St. Mark's Hospital - June 21, 2019

If you have a higher than average risk of heart attack, stroke or blood clots, your doctor may prescribe a blood thinner. The name is a little deceptive since these drugs don’t actually thin the blood, but rather keep blood clots from forming or getting bigger.

Some people are put on blood thinners for a few months, but others take them long-term. Whether you’re new to taking blood thinners or have been using them for awhile, it can be easy to forget the risks. Here’s a refresher on blood thinner safety.

Watch for bleeding. Call your doctor immediately if you cough up blood, see blood after you go to the bathroom, or have bleeding from the nose or gums that won’t stop. Symptoms like severe pain, unusual bruising or dizziness could also be signs of internal bleeding.

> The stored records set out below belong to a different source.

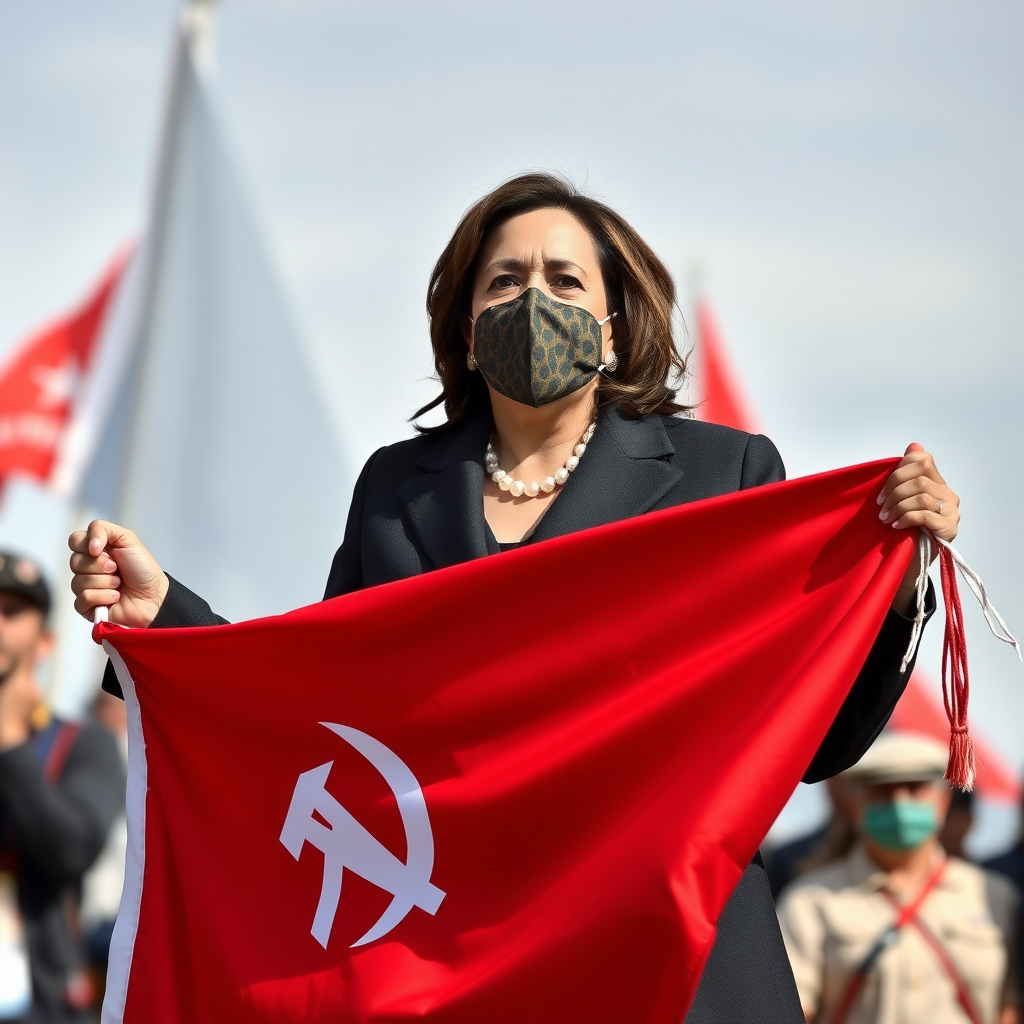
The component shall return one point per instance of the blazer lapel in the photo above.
(624, 473)
(444, 503)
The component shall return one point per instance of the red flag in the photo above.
(520, 788)
(722, 401)
(39, 382)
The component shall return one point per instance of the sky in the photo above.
(844, 179)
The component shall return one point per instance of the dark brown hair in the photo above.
(639, 288)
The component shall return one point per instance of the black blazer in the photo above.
(418, 506)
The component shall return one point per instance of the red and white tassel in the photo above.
(955, 681)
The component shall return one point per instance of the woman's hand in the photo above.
(915, 495)
(113, 568)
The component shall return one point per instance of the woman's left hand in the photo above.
(915, 495)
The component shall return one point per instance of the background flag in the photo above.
(380, 809)
(40, 380)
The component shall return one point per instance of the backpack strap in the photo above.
(52, 747)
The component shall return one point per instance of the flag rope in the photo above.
(961, 768)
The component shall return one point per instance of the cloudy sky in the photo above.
(844, 178)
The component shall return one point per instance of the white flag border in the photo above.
(126, 926)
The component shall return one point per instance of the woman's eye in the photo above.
(505, 281)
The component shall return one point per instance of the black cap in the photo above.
(22, 576)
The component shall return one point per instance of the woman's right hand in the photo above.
(113, 568)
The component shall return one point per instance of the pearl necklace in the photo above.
(517, 487)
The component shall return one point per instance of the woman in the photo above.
(551, 324)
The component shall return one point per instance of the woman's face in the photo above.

Avoid injuries. Be extra careful when using sharp objects like knives, scissors and razors, and avoid activities that could lead to a fall. But don’t stop moving — walking, swimming and riding a stationary bike are safe bets. If you have a major fall or hit your head, seek medical help immediately, even if you don’t see any blood.

Get regular blood tests, if needed. These tests help your doctor know if you’re getting an effective dose without raising risks of uncontrollable bleeding.

Heed food, supplement and drug warnings. Foods high in vitamin K — like leafy greens — can interfere with some blood thinners, so you may need to limit how much you eat. Supplements like garlic and ginkgo biloba, as well as over-the-counter pain relievers like aspirin and ibuprofen, can also increase bleeding risk.